The exchange can do very little about the two factors outside of the cost of being listed, with it investing heavily in reducing the burden associated with being on the JSE.
It has also invested in reducing its reliance on revenue generated from listing fees by expanding the products and services it offers.
The JSE is also far from the only exchange in the world experiencing a spate of delistings, with even the world’s deepest capital markets in the US seeing a sharp decline in the number of public companies.
However, the local exchange has struggled to find new listings as a stagnant local economy inhibits the creation of new companies to join the bourse.
Symmetry chief investment strategist Izak Odendaal explained that this also indicates a shift in how companies raise capital that puts pressure on exchanges to reinvent themselves.
Odendaal explained that private equity and capital markets have grown significantly in recent decades, providing funding for companies to grow without them having to raise funds on a stock exchange.
The JSE has been severely impacted, with the number of domestic companies listed on the exchange plunging from nearly 700 two decades ago to less than 200 at the end of 2025.
In the past year, several major companies said goodbye to the bourse, including Curro, MultiChoice, Barloworld, and Adcock Ingram.
“This reduces the choice for local investors and also raises broader questions about how the next generation of growing businesses will be funded,” Odendaal said.
“In particular, the JSE’s once-vibrant junior mining sector has contracted considerably, along with a decline in exploration and development activity.”
In many ways, the bourse is suffering alongside its international peers, with the cost of compliance discouraging many companies from being publicly listed.

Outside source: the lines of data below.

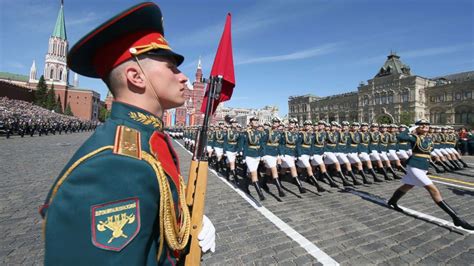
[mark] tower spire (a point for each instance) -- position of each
(199, 71)
(60, 27)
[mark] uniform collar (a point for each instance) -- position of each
(137, 116)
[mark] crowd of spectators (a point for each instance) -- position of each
(25, 118)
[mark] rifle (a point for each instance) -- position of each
(197, 181)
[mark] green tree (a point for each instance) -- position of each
(407, 118)
(58, 108)
(51, 99)
(103, 114)
(68, 110)
(385, 119)
(41, 92)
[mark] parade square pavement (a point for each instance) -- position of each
(343, 226)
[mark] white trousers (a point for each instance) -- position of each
(416, 177)
(219, 151)
(342, 158)
(287, 161)
(230, 156)
(353, 157)
(270, 161)
(303, 161)
(402, 154)
(252, 163)
(375, 156)
(330, 158)
(364, 157)
(317, 159)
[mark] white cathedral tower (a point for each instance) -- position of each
(55, 69)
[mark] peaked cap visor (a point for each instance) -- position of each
(107, 46)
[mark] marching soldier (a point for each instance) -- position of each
(231, 148)
(341, 154)
(332, 141)
(304, 151)
(363, 148)
(383, 149)
(252, 142)
(374, 148)
(121, 195)
(288, 151)
(271, 151)
(219, 147)
(417, 168)
(352, 143)
(318, 152)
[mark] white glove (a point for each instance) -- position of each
(207, 236)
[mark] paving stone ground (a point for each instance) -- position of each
(349, 228)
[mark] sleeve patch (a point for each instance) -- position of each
(115, 224)
(127, 142)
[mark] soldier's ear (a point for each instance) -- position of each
(135, 77)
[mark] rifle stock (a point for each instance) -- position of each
(197, 181)
(195, 196)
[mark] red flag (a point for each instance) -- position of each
(223, 66)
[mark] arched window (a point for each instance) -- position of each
(438, 116)
(464, 115)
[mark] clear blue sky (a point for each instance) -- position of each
(281, 48)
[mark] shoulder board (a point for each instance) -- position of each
(127, 142)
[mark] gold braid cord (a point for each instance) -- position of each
(176, 234)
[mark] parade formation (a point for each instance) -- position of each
(123, 197)
(23, 118)
(347, 154)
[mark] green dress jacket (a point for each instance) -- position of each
(105, 206)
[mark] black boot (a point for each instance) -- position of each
(464, 164)
(376, 179)
(395, 176)
(354, 179)
(263, 182)
(227, 173)
(364, 177)
(458, 221)
(437, 169)
(446, 166)
(300, 186)
(454, 164)
(331, 181)
(401, 168)
(315, 183)
(344, 180)
(384, 173)
(234, 177)
(279, 187)
(259, 190)
(245, 185)
(392, 202)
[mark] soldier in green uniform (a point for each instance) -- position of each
(304, 151)
(120, 199)
(318, 148)
(417, 167)
(331, 149)
(342, 150)
(231, 148)
(219, 147)
(470, 142)
(211, 138)
(288, 151)
(251, 143)
(383, 150)
(271, 151)
(374, 148)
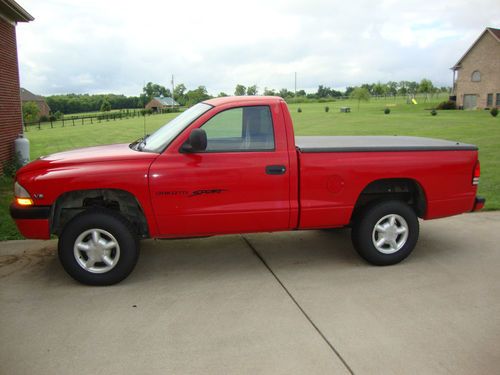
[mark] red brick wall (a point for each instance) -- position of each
(10, 102)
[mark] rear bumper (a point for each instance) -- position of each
(478, 203)
(32, 222)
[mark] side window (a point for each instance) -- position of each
(240, 129)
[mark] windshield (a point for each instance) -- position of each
(161, 138)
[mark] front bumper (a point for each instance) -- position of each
(32, 221)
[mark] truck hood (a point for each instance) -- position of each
(118, 152)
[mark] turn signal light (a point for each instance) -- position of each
(24, 201)
(477, 174)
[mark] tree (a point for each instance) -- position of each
(30, 112)
(240, 90)
(379, 89)
(360, 93)
(105, 106)
(153, 89)
(252, 90)
(425, 86)
(348, 90)
(392, 88)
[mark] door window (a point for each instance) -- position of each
(240, 129)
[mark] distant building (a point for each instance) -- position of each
(476, 76)
(11, 120)
(160, 102)
(28, 96)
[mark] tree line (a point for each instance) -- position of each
(76, 103)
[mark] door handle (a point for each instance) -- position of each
(275, 169)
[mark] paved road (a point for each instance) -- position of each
(282, 303)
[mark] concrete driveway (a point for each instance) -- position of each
(282, 303)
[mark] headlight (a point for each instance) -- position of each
(23, 198)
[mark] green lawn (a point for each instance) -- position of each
(477, 127)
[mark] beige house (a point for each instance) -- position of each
(476, 76)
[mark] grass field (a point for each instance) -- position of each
(477, 127)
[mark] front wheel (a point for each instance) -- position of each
(385, 233)
(98, 247)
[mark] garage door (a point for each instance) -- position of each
(470, 101)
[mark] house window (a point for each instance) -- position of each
(489, 100)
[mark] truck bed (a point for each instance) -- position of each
(376, 144)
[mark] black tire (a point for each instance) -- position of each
(90, 266)
(390, 246)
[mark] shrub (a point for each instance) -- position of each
(450, 104)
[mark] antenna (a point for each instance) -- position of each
(144, 113)
(172, 92)
(295, 91)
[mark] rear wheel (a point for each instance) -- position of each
(98, 247)
(385, 233)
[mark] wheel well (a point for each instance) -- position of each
(72, 203)
(403, 189)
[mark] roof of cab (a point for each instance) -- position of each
(244, 100)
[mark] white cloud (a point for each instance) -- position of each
(115, 46)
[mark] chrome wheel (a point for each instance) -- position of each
(96, 251)
(390, 234)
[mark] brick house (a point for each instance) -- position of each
(476, 76)
(161, 102)
(28, 96)
(11, 123)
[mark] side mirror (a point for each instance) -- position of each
(197, 141)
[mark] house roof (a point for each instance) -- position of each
(14, 12)
(28, 96)
(494, 32)
(165, 100)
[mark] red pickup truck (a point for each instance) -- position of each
(233, 165)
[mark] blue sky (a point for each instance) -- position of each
(97, 46)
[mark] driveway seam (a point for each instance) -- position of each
(335, 351)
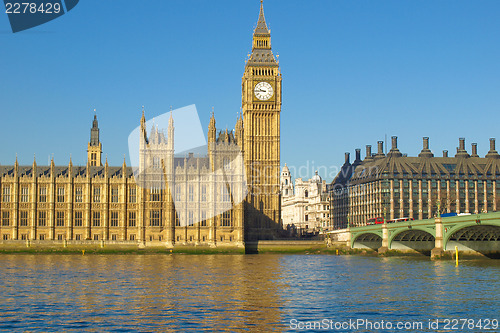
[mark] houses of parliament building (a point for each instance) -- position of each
(224, 199)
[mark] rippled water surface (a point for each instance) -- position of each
(254, 293)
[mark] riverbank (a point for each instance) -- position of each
(257, 247)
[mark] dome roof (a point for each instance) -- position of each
(316, 178)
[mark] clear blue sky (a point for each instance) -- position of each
(353, 71)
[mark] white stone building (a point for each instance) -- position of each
(304, 205)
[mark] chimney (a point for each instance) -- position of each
(492, 153)
(461, 152)
(474, 150)
(368, 151)
(461, 145)
(394, 142)
(426, 152)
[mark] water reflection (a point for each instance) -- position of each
(176, 292)
(258, 293)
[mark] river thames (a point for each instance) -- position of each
(254, 293)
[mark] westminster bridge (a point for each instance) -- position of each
(478, 233)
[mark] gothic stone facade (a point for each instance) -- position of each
(195, 203)
(305, 205)
(397, 186)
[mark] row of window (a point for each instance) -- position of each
(60, 196)
(155, 219)
(155, 194)
(114, 237)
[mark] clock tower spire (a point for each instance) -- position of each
(261, 105)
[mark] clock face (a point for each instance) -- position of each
(263, 91)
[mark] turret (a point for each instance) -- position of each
(426, 152)
(492, 153)
(94, 147)
(211, 129)
(239, 131)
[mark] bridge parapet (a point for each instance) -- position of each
(437, 230)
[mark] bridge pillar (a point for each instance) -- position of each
(438, 249)
(385, 239)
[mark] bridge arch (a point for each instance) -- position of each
(418, 239)
(367, 239)
(473, 236)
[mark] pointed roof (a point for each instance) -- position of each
(261, 28)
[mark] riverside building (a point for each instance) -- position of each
(394, 185)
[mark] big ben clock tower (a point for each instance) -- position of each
(261, 104)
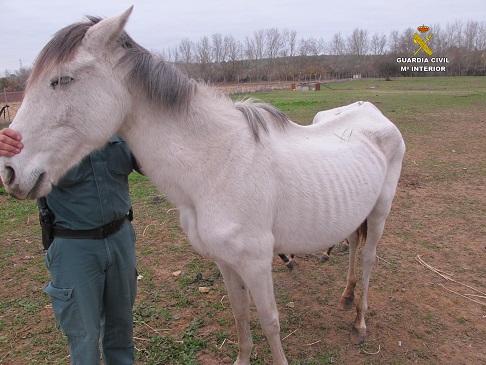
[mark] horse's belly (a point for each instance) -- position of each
(325, 211)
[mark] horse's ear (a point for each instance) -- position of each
(107, 31)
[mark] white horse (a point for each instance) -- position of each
(248, 182)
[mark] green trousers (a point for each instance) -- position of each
(92, 289)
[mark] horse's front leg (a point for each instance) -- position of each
(258, 278)
(240, 304)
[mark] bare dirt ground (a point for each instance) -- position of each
(416, 316)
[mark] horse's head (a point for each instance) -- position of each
(75, 100)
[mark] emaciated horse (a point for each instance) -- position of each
(247, 181)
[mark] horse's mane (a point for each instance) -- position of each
(159, 80)
(60, 49)
(252, 109)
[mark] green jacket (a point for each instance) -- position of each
(95, 192)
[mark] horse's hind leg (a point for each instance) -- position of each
(289, 262)
(240, 303)
(347, 298)
(375, 226)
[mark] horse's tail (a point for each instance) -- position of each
(363, 233)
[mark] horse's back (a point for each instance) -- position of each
(330, 175)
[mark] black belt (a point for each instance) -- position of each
(97, 233)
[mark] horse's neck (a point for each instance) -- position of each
(176, 150)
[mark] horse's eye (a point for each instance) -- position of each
(63, 80)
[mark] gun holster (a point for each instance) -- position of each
(46, 220)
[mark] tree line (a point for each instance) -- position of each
(280, 55)
(271, 54)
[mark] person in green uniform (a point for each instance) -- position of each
(92, 256)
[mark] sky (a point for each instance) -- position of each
(27, 25)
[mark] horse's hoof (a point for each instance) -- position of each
(357, 336)
(290, 265)
(346, 303)
(324, 258)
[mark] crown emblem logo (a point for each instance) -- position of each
(423, 28)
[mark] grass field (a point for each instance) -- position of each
(416, 316)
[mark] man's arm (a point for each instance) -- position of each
(10, 142)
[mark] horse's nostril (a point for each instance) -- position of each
(10, 175)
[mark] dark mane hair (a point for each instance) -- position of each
(60, 49)
(158, 79)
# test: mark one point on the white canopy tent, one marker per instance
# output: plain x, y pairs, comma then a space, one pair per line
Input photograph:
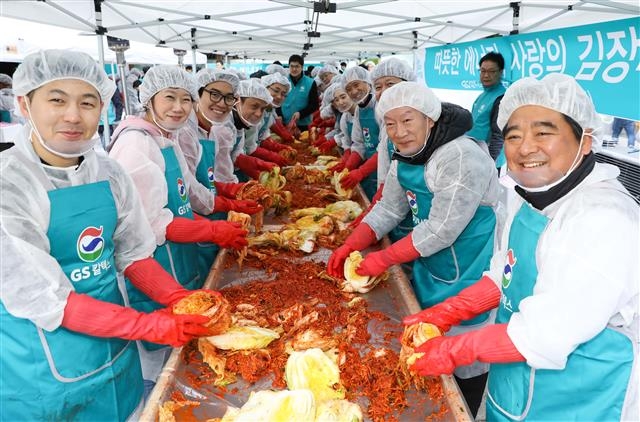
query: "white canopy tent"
19, 38
274, 29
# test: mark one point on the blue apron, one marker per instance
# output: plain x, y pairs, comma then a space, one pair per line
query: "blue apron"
205, 175
296, 100
594, 382
178, 259
370, 136
447, 272
65, 375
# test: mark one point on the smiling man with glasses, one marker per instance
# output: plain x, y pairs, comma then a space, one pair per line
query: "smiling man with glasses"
485, 131
302, 100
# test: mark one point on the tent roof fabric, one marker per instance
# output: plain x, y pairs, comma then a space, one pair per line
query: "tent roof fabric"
275, 29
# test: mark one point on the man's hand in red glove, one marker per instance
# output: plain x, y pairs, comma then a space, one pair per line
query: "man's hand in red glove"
279, 129
359, 239
97, 318
442, 355
228, 235
269, 156
223, 233
375, 263
327, 146
470, 302
246, 206
228, 190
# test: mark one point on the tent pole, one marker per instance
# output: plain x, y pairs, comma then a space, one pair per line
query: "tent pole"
106, 134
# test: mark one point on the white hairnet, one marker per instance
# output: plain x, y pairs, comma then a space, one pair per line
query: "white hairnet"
328, 69
276, 78
356, 73
276, 68
252, 88
167, 76
206, 76
410, 94
5, 79
329, 93
556, 91
393, 67
46, 66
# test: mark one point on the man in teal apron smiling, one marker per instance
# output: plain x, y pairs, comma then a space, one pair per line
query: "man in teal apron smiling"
450, 187
71, 220
564, 279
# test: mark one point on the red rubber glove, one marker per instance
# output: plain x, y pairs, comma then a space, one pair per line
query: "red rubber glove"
151, 279
319, 141
330, 122
279, 129
228, 190
252, 166
470, 302
272, 145
354, 161
342, 163
375, 263
359, 239
374, 200
442, 355
97, 318
356, 176
327, 146
223, 233
270, 156
246, 206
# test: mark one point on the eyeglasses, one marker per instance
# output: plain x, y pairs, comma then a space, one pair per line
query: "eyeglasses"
488, 71
216, 96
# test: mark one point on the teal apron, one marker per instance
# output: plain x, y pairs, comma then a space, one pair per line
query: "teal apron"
205, 175
594, 382
297, 99
65, 375
370, 134
447, 272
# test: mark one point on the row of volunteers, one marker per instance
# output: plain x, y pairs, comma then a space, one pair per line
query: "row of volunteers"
541, 291
97, 249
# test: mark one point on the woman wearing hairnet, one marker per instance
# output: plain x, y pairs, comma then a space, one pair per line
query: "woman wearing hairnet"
385, 75
204, 153
257, 141
70, 219
364, 136
247, 116
145, 146
278, 87
564, 278
451, 188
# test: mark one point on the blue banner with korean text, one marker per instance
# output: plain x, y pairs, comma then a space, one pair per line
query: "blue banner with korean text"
603, 57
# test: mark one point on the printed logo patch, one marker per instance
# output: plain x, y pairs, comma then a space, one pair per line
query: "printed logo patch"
182, 190
508, 269
413, 203
90, 244
210, 176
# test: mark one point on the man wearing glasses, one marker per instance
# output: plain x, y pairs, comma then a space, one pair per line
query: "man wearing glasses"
302, 100
485, 130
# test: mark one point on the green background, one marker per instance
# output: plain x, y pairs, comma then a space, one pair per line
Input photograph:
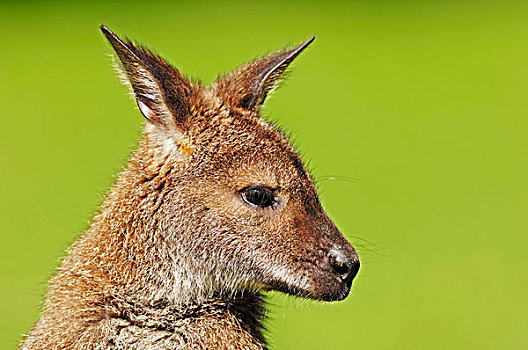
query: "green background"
418, 109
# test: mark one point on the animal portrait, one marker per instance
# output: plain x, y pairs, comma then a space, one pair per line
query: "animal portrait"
214, 208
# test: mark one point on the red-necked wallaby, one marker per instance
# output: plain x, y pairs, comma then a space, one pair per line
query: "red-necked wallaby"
213, 208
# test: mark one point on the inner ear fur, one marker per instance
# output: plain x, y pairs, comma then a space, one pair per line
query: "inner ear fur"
163, 94
248, 86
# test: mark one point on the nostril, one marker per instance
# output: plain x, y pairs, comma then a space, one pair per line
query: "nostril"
345, 268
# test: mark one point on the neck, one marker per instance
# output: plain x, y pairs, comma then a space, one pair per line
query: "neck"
122, 268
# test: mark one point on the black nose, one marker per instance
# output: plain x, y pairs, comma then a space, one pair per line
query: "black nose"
346, 268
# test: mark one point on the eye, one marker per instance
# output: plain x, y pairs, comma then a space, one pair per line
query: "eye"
259, 196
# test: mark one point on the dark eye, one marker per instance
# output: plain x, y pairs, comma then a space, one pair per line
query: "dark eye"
259, 196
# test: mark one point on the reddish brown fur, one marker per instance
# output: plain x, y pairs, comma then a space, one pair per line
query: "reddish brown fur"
175, 258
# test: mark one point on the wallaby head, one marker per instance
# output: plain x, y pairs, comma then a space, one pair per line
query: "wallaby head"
235, 206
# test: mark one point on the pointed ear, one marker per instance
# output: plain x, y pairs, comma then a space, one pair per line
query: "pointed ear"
162, 93
248, 86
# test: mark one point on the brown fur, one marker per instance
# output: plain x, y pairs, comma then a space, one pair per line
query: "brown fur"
175, 258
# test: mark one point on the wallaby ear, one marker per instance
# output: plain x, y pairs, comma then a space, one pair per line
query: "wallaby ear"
248, 86
162, 93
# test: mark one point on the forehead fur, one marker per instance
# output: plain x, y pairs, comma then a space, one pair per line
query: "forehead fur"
239, 139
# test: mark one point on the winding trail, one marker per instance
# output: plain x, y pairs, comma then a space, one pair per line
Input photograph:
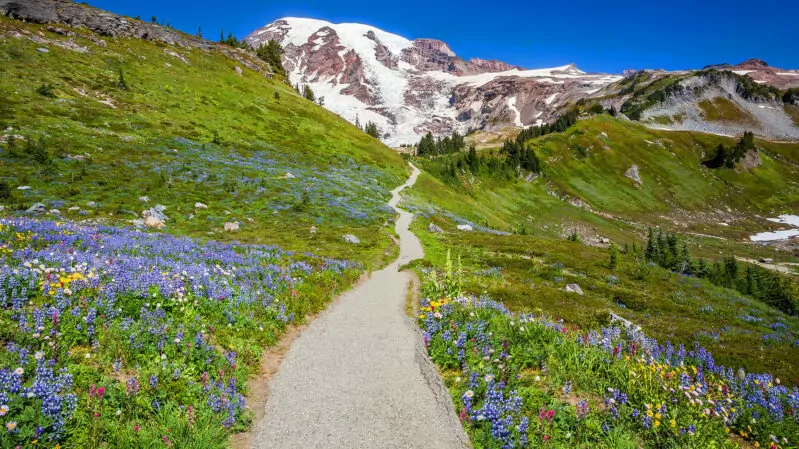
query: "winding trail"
359, 376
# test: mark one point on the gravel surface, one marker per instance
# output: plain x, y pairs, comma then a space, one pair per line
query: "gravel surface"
359, 376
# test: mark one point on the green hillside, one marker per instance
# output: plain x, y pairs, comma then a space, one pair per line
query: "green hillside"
184, 127
583, 194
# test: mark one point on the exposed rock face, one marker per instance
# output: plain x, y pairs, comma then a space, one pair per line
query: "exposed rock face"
349, 238
633, 174
409, 88
761, 72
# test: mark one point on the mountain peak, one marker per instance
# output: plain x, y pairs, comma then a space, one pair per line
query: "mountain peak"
411, 87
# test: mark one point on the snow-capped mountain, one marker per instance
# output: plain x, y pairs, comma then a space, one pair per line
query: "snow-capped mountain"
411, 87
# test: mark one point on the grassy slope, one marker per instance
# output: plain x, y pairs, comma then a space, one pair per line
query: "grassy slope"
134, 152
676, 188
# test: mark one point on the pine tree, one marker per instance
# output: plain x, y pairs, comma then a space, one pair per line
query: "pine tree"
307, 92
372, 130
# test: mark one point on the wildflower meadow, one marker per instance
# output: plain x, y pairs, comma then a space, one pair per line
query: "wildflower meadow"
524, 380
125, 338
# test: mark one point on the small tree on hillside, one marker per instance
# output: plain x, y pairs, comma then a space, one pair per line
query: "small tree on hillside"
307, 92
372, 130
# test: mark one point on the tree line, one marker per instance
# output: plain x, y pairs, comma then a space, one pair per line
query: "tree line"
668, 251
729, 156
562, 123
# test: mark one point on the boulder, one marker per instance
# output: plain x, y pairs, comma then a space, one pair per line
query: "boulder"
154, 222
37, 209
432, 227
633, 174
157, 212
349, 238
574, 288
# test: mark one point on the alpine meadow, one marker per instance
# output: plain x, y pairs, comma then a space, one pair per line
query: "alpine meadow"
327, 235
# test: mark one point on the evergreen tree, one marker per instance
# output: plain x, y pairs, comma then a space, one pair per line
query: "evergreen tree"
272, 54
307, 92
372, 130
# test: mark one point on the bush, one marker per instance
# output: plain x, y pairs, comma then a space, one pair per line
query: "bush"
46, 90
121, 83
38, 150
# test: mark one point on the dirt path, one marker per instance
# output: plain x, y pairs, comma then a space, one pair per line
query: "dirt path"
359, 376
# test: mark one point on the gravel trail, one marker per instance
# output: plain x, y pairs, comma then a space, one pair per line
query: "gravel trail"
359, 376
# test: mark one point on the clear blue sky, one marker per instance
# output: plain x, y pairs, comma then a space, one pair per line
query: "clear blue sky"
599, 36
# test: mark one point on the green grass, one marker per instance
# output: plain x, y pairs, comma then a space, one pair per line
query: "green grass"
535, 270
723, 110
228, 128
678, 193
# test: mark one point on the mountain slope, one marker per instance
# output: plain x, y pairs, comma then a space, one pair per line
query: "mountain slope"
411, 87
726, 100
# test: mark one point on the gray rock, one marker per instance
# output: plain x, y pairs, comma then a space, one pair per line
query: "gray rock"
32, 10
633, 174
154, 222
37, 209
432, 227
349, 238
574, 288
157, 212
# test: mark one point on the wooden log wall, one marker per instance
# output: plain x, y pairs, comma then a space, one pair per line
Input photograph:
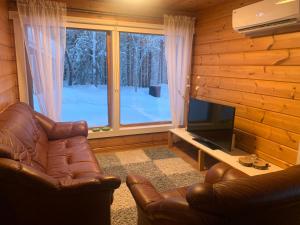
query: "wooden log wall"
260, 76
8, 68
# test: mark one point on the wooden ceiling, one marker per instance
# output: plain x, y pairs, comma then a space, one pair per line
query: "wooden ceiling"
169, 5
137, 8
146, 8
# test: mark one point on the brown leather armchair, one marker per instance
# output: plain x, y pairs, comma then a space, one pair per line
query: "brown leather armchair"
48, 174
226, 197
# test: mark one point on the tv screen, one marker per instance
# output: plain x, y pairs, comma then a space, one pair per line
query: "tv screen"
211, 123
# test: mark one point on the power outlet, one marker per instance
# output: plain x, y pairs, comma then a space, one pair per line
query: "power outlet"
298, 158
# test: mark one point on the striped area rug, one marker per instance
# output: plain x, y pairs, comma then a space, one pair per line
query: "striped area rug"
160, 165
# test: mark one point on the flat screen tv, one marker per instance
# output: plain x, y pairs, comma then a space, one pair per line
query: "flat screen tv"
211, 124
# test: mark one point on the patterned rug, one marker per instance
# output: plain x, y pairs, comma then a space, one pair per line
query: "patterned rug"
161, 166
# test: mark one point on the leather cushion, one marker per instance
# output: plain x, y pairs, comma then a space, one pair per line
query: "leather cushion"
179, 192
71, 158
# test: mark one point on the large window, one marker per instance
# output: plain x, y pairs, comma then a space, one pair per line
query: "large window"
144, 96
115, 75
85, 77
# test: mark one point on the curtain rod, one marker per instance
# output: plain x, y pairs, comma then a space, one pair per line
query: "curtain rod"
112, 14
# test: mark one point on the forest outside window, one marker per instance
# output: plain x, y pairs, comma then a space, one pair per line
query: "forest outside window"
85, 77
144, 96
114, 75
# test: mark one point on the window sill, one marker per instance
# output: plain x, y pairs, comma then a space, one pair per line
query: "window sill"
130, 131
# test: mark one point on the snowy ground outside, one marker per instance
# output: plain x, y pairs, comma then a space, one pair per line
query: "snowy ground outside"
87, 102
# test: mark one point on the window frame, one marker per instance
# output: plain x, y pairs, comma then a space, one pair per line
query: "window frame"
113, 27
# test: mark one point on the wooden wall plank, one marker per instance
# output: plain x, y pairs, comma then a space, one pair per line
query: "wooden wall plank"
259, 76
273, 73
8, 71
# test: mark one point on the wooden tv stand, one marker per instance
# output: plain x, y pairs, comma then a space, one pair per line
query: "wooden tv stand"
230, 158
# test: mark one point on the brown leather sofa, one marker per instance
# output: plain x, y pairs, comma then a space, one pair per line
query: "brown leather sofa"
48, 174
226, 197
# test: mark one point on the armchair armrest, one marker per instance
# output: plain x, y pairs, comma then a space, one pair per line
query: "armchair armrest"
174, 210
222, 172
58, 130
255, 194
26, 175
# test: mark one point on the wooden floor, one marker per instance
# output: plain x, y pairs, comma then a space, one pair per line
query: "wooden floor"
183, 150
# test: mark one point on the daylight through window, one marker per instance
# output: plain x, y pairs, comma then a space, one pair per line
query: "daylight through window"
144, 96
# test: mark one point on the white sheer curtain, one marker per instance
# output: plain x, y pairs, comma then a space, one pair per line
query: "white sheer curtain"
179, 31
44, 32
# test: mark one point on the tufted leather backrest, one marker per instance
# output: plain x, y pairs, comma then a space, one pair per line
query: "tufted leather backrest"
22, 138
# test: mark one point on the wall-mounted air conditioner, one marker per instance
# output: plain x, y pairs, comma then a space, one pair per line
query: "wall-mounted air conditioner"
267, 17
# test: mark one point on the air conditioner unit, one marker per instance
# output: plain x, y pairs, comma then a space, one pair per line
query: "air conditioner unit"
267, 17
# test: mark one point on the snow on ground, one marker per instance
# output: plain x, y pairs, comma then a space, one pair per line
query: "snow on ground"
87, 102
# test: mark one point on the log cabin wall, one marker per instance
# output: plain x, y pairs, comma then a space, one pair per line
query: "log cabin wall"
8, 70
260, 76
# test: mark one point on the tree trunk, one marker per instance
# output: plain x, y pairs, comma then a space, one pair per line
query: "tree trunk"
70, 81
150, 68
94, 69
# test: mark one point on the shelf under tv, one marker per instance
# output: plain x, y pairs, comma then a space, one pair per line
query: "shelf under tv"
231, 158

The scrutiny of being a public company is vital for the proper functioning of capital markets, but, like other forms of funding growth, companies have been able to avoid the close eye of public investors for longer and possibly forever.

South Africa has its own challenges
While delistings are a global trend, the 139-year-old JSE is also up against factors that are unique to South Africa.
In particular, the exchange has to combat an economy that has been stagnant for the past 15 years, with an average annual growth rate of just over 1%.
This translates into funds flowing into local asset managers for their portfolio managers to allocate to the local exchange, which has shown meagre growth over the same period.
As a result, there is less liquidity and trading on the JSE, discouraging companies from listing or remaining on the exchange.
More importantly, the lack of economic growth has seen very few large companies being created in South Africa over the past two decades. This results in a poor listing pipeline for the JSE.
Odendaal pointed to a Reserve Bank report, which flagged weak economic growth and low business confidence as two major reasons why the JSE has been shrinking.
This was coupled with a study from the University of Cape Town, led by Haroon Lorgat, that showed the JSE has not performed worse than other exchanges in terms of delistings.
Where the exchange has underperformed is in new listings, with it struggling to bring new companies onto the bourse.
Lorgat’s study pointed to weak economic growth, institutional arrangements, and undervaluation as the three main reasons for this.
In a sluggish economy, fewer new firms require significant capital to scale, and mature firms do not require funding to expand.
The institutional arrangements flagged by Lorgat include the regulatory and compliance burden associated with maintaining a new listing.
He also pointed to changes in the retirement fund landscape, with pension funds being able to invest an increasing share of their assets offshore.
Odendaal added to this that since the 2008 financial crisis, there has been a decline in research and activity from investment banks in South Africa.
The JSE is looking to address these issues through work with regulators and other institutions, with Operation Phumelela and the South African Financial Sector Competitiveness Taskforce being created.